What’s new? Equatic has already secured $30 million in grants and investments from the US Department of Energy, the National Science Foundation, and others, and it is currently running two pilot facilities, one in LA and the other in Singapore.
Those facilities are each capable of removing 100 kilograms of CO2 from the ocean daily — that’s only the equivalent of offsetting about 250 miles of driving in the average gas-powered car.
“We have shown that the technology works, but the key now is to optimize the technology at scale.”
Gurdev Singh
However, on September 5, PUB, Singapore’s national water agency, announced that it was aiming to secure funds before the end of 2024 to build a demonstration plant around Equatic’s carbon removal technology.
That plant would have a CO2 removal capacity of 10 tons per day, or 25,000 passenger car miles.
“We have shown that the technology works, but the key now is to optimize the technology at scale,” Gurdev Singh, the PUB general manager leading the project, told Reuters.
The big picture: The planned expansion in Singapore is great news for Equatic, but climate experts say we need to be removing 10 gigatons (Gt) of CO2 annually by 2050. That averages out to 27 million tons every day, and by 2100, we will need to double the rate of removal.

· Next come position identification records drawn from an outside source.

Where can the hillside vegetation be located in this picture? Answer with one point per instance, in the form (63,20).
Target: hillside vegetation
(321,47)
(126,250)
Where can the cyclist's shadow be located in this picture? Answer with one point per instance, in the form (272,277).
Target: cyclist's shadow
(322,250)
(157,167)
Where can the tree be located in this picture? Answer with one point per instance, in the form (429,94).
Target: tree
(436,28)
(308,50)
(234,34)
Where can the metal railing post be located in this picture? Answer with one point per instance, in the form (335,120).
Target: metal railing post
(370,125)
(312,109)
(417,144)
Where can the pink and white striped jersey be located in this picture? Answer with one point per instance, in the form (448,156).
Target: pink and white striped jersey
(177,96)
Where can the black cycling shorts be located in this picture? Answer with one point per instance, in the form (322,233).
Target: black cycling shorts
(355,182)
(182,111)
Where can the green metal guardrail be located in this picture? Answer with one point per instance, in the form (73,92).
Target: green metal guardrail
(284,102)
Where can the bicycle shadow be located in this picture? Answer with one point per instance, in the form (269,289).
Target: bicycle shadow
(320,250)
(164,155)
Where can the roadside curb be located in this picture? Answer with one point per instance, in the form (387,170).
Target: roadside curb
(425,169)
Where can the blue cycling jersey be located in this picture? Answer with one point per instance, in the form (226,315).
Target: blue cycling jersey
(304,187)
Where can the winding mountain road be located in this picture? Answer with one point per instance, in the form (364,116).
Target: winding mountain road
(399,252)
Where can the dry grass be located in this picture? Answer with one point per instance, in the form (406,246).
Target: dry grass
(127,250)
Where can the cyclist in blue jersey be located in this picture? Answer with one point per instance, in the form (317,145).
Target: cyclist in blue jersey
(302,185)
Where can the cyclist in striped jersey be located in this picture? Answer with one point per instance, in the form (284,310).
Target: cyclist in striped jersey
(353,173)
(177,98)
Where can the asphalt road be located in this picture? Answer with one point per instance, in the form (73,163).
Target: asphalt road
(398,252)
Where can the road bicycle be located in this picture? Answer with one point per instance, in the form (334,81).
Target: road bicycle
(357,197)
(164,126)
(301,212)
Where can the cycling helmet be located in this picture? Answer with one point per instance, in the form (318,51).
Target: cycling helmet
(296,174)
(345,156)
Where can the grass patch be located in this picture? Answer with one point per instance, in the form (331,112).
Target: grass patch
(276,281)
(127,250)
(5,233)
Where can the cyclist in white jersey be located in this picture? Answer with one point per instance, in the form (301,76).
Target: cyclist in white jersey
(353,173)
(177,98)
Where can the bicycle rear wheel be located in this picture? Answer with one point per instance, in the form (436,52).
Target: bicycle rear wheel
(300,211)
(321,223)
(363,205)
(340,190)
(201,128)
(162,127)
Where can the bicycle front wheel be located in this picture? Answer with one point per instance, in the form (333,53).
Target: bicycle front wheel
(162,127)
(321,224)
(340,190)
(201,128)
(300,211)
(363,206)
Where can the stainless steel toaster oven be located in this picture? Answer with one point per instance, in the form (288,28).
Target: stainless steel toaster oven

Ultimately, that means the world needs to really scale up carbon removal over the next few decades, and that’s only going to happen if someone can figure out an economically viable way to do it — experts say the cost needs to be below $100 per ton.
Equatic is confident that its ocean-based approach is commercially viable, given that the density of carbon is higher in the ocean than the air and the byproducts of its process can be sold along with carbon credits. By 2028, with larger scale plants, it expects to be removing carbon for less than $91 per ton.
Looking ahead: In May, Equatic signed a pre-purchase agreement option with Boeing to remove more than 63,000 tons of CO2 from the ocean and deliver 2,300 tons of hydrogen to the company. Its goal is to remove 100,000 tons of CO2 annually by 2026 and unspecified millions of tons per year by 2028.
“[Our system] combines basic principles of chemistry with the natural capabilities of the world’s best carbon removal tool, the ocean, to create the most promising solution for scalable decarbonization — cost-effectively and at a globally-relevant scale,” said Corsini.